We were especially interested in separating formative from other assessment types. There was, and continues to be, a large body of research documenting the effectiveness of specific types of formative assessment approaches that are quite different from the commercial assessments being marketed as “formative.”
We are pleased our paper appears to have supported that distinction but remain concerned that we might have inadvertently suggested balanced assessment systems must be composed of formative, interim, and summative assessments, like selections from a prix fixe menu.
So, How do Interim Assessments Fit Within a Balanced System of Assessment?
The Center maintains a strong interest in interim assessments, which is why this year’s Reidy Interactive Lecture Series (RILS) focused on helping states and districts improve how they select, use, and evaluate interim assessments.

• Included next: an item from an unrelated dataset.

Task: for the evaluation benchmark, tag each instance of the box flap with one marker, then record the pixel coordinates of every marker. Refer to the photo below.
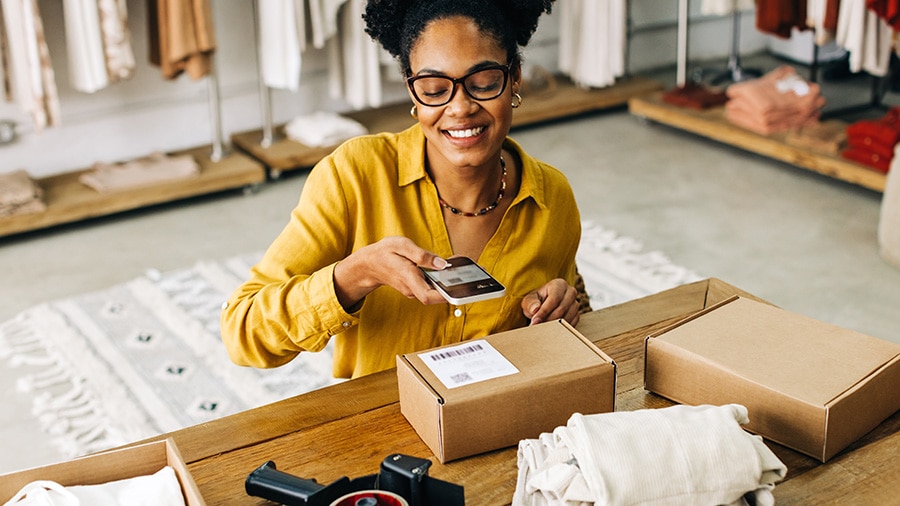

In our paper, we defined interim assessments as:
Assessments administered during instruction to evaluate students’ knowledge and skills relative to a specific set of academic goals in order to inform policymaker or educator decisions at the classroom, school, or district level. The specific interim assessment designs are driven by the purposes and intended uses, but the results of any interim assessment must be reported in a manner allowing aggregation across students, occasions, or concepts (emphasis added, Perie, et al., 2009, p.6).
I highlighted the importance of purposes and intended uses from our 2009 definition above because the lack of specificity and lack of evidence regarding intended uses remains one of the biggest concerns about the proliferation of commercial interim assessments. The Center’s Chris Domaleski discussed this challenge in his closing remarks at RILS, and his comments have been eloquently summarized here.
Further, Brian Gong persuasively articulated in this paper and for a recent Centerline post the criticality of specifying the intended uses of an interim assessment in order to evaluate claims about the assessment results.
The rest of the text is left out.